Children sit at a reintegration center in Kpandroma in 2009.
Children sit at a reintegration center in Kpandroma in 2009. Julien Harneis

GOMA — “The wound will not heal as long as the knife keeps twisting,” reads a profession of faith by four young Congolese and Rwandan artists trying to shatter stereotypes between the two neighboring peoples of the Great Lakes region.

Through their group, Simama Africa, they mobilized some 30 young people from both countries for a day of reflection last month at the Protestant Welcome Center in Goma in the eastern Democratic Republic of the Congo.

“We thought is was the right moment to create a dialog between the youth of the two countries to see how to break the mistrust that the commemoration of the Rwandan Genocide of April 1994 risked creating every year,” said Fison Muhindo, a young Congolese man and one of group’s founders.

The Rwandan Genocide, carried out against the Tutsi people of Rwanda by the ruling Hutu majority, claimed the lives of an estimated 500,000 to one million Rwandans.

“We are all conscious of this sad history,” Muhindo said. “But if we continue to reflect on it negatively, we will not know how to build peace between us.”

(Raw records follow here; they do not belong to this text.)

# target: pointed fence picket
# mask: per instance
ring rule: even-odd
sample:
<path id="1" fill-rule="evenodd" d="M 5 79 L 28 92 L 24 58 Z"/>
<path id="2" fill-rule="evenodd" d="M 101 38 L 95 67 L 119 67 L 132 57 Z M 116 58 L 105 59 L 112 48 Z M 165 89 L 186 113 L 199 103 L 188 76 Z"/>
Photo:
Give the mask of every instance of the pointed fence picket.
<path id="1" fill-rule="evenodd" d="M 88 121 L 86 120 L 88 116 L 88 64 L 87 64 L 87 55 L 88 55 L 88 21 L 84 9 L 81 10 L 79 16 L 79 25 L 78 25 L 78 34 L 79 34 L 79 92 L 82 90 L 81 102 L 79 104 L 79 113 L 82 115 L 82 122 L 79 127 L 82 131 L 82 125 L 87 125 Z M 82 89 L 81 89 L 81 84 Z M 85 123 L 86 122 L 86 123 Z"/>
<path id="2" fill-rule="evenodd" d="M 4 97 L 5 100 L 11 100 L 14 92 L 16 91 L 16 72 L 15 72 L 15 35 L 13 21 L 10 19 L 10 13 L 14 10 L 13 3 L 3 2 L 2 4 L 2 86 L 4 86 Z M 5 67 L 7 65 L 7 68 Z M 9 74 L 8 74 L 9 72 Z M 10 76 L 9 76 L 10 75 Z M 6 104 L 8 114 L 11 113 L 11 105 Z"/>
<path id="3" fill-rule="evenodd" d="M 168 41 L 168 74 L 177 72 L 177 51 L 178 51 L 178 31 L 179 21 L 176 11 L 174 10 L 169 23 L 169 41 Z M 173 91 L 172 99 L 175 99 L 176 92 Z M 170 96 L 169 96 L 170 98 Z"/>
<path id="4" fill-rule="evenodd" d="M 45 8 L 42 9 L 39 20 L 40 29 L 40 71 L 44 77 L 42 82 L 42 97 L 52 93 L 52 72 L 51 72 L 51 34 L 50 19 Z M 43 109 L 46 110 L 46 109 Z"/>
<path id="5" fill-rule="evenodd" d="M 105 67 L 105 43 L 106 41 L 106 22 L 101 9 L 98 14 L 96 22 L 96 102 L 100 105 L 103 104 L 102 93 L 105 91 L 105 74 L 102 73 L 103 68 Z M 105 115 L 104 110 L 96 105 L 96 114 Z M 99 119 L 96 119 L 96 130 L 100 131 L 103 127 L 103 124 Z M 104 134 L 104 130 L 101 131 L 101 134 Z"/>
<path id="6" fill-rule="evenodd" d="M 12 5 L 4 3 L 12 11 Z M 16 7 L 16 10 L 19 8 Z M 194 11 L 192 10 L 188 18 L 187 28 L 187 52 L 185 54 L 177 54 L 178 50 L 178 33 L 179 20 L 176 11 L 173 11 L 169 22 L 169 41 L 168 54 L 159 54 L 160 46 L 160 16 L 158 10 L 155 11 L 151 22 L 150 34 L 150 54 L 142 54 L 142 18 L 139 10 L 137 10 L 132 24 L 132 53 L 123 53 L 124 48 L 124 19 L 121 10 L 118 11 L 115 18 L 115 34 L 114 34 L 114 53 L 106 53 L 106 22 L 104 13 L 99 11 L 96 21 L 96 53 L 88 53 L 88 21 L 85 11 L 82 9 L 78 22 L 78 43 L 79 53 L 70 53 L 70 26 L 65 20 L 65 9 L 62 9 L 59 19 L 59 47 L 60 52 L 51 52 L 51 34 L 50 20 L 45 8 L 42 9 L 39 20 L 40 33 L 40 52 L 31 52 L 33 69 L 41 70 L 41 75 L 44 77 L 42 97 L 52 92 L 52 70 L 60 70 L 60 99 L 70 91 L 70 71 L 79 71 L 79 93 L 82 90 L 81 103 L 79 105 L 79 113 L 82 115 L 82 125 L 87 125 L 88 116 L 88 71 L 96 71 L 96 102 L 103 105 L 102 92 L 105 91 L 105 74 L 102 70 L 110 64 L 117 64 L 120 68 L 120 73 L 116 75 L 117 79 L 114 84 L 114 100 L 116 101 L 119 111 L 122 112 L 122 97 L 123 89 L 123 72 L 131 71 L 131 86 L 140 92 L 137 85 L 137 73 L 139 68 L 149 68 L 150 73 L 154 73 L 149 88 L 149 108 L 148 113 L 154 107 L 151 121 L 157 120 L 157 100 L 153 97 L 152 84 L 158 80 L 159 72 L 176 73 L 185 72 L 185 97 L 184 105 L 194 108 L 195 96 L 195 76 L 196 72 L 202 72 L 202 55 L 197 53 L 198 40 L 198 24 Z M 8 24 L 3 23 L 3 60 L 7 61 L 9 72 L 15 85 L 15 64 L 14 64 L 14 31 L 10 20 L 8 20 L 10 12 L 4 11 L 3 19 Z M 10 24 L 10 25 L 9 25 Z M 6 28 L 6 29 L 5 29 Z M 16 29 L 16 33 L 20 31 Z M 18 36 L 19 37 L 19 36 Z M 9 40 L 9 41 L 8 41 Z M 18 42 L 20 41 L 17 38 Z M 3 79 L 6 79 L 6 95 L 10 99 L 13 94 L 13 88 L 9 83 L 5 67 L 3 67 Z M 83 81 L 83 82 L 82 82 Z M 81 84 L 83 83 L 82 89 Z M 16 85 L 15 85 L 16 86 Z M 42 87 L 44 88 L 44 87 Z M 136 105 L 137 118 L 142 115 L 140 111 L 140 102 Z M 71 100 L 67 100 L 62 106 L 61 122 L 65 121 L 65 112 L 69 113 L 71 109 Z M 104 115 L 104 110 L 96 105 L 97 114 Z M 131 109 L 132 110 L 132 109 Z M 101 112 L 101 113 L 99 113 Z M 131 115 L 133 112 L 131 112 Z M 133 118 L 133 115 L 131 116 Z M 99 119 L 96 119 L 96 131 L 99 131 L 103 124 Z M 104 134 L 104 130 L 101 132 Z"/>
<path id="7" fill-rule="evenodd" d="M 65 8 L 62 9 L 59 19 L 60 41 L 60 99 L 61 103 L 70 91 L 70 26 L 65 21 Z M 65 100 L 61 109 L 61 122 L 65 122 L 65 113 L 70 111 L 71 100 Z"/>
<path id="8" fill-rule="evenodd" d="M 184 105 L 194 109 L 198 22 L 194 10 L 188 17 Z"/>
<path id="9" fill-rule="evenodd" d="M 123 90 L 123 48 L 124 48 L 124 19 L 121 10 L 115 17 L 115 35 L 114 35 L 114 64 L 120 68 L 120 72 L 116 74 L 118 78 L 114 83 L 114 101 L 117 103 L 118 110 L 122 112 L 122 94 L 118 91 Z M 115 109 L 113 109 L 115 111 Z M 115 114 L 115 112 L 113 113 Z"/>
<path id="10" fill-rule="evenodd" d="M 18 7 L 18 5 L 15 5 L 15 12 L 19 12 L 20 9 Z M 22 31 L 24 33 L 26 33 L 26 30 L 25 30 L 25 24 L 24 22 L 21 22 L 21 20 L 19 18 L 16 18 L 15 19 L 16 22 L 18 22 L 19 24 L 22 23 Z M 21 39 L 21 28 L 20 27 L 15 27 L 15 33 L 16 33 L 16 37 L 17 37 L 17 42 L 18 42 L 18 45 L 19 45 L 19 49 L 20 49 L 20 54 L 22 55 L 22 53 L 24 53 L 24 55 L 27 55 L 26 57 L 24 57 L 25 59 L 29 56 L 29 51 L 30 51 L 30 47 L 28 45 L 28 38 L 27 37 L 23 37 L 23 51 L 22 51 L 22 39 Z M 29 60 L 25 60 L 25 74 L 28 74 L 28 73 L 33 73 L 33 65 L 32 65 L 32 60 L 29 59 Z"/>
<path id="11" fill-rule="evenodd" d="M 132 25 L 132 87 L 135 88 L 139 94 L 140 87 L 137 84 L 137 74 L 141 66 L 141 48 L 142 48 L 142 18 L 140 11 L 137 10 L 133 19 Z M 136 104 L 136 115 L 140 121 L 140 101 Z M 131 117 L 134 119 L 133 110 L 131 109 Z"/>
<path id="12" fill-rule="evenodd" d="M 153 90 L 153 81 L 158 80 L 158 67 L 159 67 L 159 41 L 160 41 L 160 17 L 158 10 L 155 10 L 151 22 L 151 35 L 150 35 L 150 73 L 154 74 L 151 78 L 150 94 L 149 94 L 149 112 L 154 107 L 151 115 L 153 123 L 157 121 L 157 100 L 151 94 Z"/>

For him, the persistence of the Rwandan Hutu rebel group Democratic Forces for the Liberation of Rwanda, or FDLR, and other armed groups of the DRC originates from this unfortunate event.

The conflict in the DRC has already caused more than five million deaths, according to many reports.

Muhindo thinks the young generation needs to get involved in the search for a lasting solution.

We are all conscious of this sad history. But if we continue to reflect on it negatively, we will not know how to build peace between us.

A young Rwandan member suggests creating partnerships and exchanges. Speaking of an attack on Goma in 2012 by the M23 movement, a rebel military group based in eastern areas of the DRC, he recalled that on the eve of the attack, “I was in serious danger at the great barrier (the border crossing between Gisenyi and Goma) when I wanted to come here to Goma.

“I ended up vowing never to set foot here again,” he says. “Today I understand that there were misperceptions between the youth of these two countries because some still remembered the images of hatred of 1994, even though we’re already in 2017.”

The young Rwandan firmly believes that history should not divide an entire people, and during the dialog between the young Congolese and Rwandans, he managed to convince his Congolese counterpart to participate in an activity at a Rwandan cultural center in Gisenyi.

Hilda Vagheni, head of communications at the Central Baptist Church at the Africa Center (CBCA), who also attended the event, thinks that the two countries should adopt policies to soften the language of some slogans, such as “the genocide inflicted on the Tutsis.” Repeating this phrase victimizes the youth of that community and creates a sentiment of guilt among young Hutus, she says, thereby hindering the consolidation of peaceful relations between the two neighboring communities.

The Simama Africa initiative took place the day after the 9th Diocesan Youth Day, a day where Christians from all denominations in Rwanda, Burundi and Kenya celebrate with those from the DRC regions of North and South Kivu.

The essential message that emerged from the meeting was, “We are all the same, in the image of Jesus Christ, who is not a member of a tribe. He is here for everyone regardless of race, tribe, community or ethnicity.”